第16話 異質
ドゴォォォォッ......
頭の上から今までに聞いたことのないような、重低音が響いた。
ものすごい衝撃で、建物ごと崩れそうだ。
「なんだ......?」
臨時の待機場がざわつき始める中、シオンのほうに目をやると、雷が落ちた時の子犬のようにフリーズしていた。
「みなさん落ち着いて、その場から動かないで!」
頼もしいことに、看護師の彼女は冷静だった。
「足場が悪いから立たないでっ――」
その瞬間、ボオオォォォッという音とギャァァァァッという悲鳴が耳に入る。
すぐ上からだというのが、音の大きさから分かった。
「何が起きてるのっ...!?」
とても助けが来たとは思えない悲鳴を聞いて、この場にいる全員がパニックになり、だんだんと聞こえてくるガショッ...ガショッ...という音が恐怖を駆り立てる。
その音はだんだんと近づき、皆同じ想いで息を殺す。
ガショッ...ガショッ...
通り過ぎろっ...通り過ぎろっ......
ガショッ...ガショッ...
ついに隣の部屋まで来たようだった。
ガシャンッ
そして、全身黒色で所々返り血を想起させる赤色、見ただけで恐怖を駆り立てるような見た目の殺戮AIが、コウモリのようにぬるりと天井を歩きながら姿を現した。
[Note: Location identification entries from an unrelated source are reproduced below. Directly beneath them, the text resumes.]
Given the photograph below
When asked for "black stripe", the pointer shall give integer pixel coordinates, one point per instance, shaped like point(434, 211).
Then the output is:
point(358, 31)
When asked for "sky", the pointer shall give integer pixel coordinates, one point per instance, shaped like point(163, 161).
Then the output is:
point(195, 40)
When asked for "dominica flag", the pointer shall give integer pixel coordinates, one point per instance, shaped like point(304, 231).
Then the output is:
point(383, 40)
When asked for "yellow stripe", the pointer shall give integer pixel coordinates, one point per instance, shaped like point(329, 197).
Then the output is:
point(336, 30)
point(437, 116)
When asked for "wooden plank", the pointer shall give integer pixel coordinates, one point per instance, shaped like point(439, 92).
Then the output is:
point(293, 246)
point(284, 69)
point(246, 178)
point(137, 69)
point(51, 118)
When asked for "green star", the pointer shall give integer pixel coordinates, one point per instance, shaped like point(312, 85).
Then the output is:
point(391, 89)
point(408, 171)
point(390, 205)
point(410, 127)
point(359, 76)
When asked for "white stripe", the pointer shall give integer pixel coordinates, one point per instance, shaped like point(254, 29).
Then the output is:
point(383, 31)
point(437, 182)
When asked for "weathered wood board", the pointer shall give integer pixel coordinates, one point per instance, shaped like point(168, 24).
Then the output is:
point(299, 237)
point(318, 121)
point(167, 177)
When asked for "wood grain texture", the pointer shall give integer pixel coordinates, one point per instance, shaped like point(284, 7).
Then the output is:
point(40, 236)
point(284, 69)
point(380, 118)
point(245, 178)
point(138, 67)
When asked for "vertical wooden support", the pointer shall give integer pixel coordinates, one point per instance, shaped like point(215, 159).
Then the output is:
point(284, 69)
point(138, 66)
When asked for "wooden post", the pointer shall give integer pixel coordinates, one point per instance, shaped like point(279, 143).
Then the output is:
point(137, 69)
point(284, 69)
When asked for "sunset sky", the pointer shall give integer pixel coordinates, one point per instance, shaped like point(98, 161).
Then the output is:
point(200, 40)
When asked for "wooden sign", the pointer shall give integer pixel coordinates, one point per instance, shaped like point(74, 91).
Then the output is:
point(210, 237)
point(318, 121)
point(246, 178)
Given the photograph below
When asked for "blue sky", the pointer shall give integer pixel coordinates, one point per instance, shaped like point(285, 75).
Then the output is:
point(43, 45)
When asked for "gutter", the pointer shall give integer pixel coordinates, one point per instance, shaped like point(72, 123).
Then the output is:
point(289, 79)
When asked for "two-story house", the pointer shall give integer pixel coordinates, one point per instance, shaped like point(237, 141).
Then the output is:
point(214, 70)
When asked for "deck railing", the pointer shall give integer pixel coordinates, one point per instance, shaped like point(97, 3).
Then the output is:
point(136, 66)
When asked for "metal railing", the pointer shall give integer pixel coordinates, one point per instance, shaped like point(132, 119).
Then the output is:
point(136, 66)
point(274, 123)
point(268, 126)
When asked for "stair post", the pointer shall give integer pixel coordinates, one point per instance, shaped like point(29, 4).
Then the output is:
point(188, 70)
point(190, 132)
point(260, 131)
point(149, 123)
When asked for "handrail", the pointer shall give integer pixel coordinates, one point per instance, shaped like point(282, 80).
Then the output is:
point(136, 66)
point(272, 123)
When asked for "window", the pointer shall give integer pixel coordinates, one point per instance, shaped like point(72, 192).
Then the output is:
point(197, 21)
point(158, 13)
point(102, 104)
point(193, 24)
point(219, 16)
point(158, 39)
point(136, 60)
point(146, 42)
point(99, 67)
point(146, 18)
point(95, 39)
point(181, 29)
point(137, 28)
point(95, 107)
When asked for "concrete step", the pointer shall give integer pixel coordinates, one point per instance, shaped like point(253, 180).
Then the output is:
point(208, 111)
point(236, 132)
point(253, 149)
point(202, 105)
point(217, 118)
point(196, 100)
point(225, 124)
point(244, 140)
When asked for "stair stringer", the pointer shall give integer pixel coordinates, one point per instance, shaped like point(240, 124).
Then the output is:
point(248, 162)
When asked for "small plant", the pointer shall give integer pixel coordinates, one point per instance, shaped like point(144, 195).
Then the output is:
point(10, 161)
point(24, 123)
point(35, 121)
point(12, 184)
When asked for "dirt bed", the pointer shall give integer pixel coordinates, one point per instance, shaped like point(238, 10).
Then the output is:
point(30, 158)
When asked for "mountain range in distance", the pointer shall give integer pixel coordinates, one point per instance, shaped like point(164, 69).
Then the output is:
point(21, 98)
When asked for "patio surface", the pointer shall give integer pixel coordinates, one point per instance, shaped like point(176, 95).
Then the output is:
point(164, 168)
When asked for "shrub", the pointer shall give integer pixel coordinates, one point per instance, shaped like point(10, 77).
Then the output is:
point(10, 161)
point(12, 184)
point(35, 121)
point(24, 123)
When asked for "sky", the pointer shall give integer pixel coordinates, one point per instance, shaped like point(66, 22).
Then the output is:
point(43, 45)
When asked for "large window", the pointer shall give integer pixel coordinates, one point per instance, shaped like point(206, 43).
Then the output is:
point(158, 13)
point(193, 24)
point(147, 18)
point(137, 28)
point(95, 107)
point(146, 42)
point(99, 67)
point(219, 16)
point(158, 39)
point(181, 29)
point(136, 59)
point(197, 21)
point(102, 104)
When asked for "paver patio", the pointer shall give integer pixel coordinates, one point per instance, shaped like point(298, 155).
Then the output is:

2メートルほどの身長があり、人間を殺すために設計されたであろうボディの持ち主は、禍々しい武器をこちらに向ける。
「ころッ......されるッ!」
俺を含めみんなパニックの中、1人体当たりをした者がいた。
たった1人の看護師さんだ。
「ああああああっ!」
彼女は敵の持つ武器を使わせないよう、しがみついた。
が、ザクッと聞き慣れない音がしたと同時に目を開くと、彼女の背中をサバイバルナイフのようなものが貫通していた。
血が天井に滴り、ドシャッと彼女は横になっていた。
そのことを気にすることもなく、AIはこちらを向き武器を向ける。
次の瞬間、ボオオォォォと共に目の前が真っ赤に染まり、灼熱に包まれた。
体の表面が熱くなって、人が焼け焦げた匂いがのどを刺し、息を吸うことすら苦しい。
そんな時間が5秒ほど続いたと思う。
炎がやみ、一瞬音もなく無の時間が流れる。
ぎゅっと閉じていた目を開くとそこには、1人の男が立っており、隣にいたシオンや他の人たちも生きているのが分かった。
「大丈夫ですか?」
その男がそう言うと、熱による刺激で意識がない何名かを除き、各々がそれぞれの返答をした。
「あのっ......」
シオンが口を開くと殺戮ロボは動き出す。
ガキィィィンッ...
呼びかけに振り向いた男を容赦なく金属製のこぶしが振りかかった。
人間の大きさとは思えないそのこぶしは、ギリギリと鈍い金属音を出しながら、彼の後頭部直前で止まっていた。
その男はバリアによって敵からのフルスイングを止めていたのだ。
六角形の模様が幾重にも重なって構築されたそのバリアは、完全にゲームの中の代物であり、その異質さに目を離さずにはいられなかった。
そんな俺を置いて、男はさらなる異質さを以て敵との戦いを展開するのだった。